From Richard Feynman’s Cal Tech address 1974:
All experiments in psychology are not of this type, however. For example, there have been many experiments running rats through all kinds of mazes, and so on–with little clear result. But in 1937 a man named Young did a very interesting one. He had a long corridor with doors all along one side where the rats came in, and doors along the other side where the food was. He wanted to see if he could train the rats to go in at the third door down from wherever he started them off. No. The rats went immediately to the door where the food had been the time before.
The question was, how did the rats know, because the corridor was so beautifully built and so uniform, that this was the same door as before? Obviously there was something about the door that was different from the other doors. So he painted the doors very carefully, arranging the textures on the faces of the doors exactly the same. Still the rats could tell. Then he thought maybe the rats were smelling the food, so he used chemicals to change the smell after each run. Still the rats could tell. Then he realized the rats might be able to tell by seeing the lights and the arrangement in the laboratory like any commonsense person. So he covered the corridor, and still the rats could tell.
He finally found that they could tell by the way the floor sounded when they ran over it. And he could only fix that by putting his corridor in sand. So he covered one after another of all possible clues and finally was able to fool the rats so that they had to learn to go in the third door. If he relaxed any of his conditions, the rats could tell.
Now, from a scientific standpoint, that is an A-number-one experiment. That is the experiment that makes rat-running experiments sensible, because it uncovers that clues that the rat is really using– not what you think it’s using. And that is the experiment that tells exactly what conditions you have to use in order to be careful and control everything in an experiment with rat-running.

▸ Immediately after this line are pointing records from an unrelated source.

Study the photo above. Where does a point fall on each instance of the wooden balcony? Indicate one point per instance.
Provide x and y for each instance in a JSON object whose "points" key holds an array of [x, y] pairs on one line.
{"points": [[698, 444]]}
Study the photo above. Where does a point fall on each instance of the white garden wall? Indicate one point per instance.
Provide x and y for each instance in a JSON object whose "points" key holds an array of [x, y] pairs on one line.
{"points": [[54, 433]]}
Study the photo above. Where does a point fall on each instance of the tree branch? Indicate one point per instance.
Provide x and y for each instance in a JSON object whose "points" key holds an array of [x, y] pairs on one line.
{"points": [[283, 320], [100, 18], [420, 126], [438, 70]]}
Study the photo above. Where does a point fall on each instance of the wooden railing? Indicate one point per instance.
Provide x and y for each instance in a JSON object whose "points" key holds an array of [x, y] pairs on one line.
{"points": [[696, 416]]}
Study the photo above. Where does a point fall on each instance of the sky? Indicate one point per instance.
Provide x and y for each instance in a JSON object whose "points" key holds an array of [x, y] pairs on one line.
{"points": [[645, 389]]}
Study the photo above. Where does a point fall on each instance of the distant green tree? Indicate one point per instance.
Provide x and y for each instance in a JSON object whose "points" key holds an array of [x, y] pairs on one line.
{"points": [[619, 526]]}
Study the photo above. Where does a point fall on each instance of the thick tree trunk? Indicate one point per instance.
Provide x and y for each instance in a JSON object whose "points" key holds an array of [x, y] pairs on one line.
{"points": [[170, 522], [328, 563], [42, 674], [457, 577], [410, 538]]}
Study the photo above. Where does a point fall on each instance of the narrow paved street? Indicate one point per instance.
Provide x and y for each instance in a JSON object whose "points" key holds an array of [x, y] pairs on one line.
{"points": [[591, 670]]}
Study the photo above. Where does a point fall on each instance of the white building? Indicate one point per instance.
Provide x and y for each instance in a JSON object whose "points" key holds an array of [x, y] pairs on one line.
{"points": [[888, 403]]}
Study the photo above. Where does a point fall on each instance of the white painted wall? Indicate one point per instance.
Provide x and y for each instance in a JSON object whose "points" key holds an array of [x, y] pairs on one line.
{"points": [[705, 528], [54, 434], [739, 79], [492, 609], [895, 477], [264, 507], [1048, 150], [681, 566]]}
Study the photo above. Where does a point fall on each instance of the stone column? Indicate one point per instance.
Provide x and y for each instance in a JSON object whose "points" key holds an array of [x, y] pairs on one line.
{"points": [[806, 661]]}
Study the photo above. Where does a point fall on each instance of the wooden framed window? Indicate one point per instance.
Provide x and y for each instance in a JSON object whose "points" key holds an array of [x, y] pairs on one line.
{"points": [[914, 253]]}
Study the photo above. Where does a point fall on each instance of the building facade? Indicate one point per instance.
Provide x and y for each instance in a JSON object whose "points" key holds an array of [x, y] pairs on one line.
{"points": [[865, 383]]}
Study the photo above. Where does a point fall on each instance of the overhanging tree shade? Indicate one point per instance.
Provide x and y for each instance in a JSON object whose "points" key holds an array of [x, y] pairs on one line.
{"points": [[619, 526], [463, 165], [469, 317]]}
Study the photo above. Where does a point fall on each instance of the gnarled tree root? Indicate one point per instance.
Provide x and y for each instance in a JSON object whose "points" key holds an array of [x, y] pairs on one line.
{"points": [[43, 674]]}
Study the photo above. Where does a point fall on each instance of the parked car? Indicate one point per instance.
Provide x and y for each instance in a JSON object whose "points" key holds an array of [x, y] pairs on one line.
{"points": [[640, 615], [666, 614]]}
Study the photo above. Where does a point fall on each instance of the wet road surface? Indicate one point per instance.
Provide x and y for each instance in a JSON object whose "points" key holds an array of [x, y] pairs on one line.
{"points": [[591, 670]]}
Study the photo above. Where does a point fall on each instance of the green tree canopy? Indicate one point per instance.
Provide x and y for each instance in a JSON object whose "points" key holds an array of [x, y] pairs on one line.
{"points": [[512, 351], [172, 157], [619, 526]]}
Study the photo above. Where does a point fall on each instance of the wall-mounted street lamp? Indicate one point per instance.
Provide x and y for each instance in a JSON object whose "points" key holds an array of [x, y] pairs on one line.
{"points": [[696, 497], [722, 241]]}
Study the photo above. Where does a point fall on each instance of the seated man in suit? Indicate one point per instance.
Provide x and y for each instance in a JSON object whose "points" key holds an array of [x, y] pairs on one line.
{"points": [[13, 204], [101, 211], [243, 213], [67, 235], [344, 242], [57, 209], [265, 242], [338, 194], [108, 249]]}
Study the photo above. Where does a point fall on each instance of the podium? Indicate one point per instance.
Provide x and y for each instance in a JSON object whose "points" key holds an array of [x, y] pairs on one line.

I looked up the subsequent history of this research. The next experiment, and the one after that, never referred to Mr. Young. They never used any of his criteria of putting the corridor on sand, or being very careful. They just went right on running the rats in the same old way, and paid no attention to the great discoveries of Mr. Young, and his papers are not referred to, because he didn’t discover anything about the rats. In fact, he discovered all the things you have to do to discover something about rats. But not paying attention to experiments like that is a characteristic example of cargo cult science.
Are we doing the same with clinical trials? Repeating the same mistake over and over? In other words, using outpatients who are not as depressed by definition of a watered down DSM and who else knows what the hell is going on with them basically the same as running a rat maze without sand?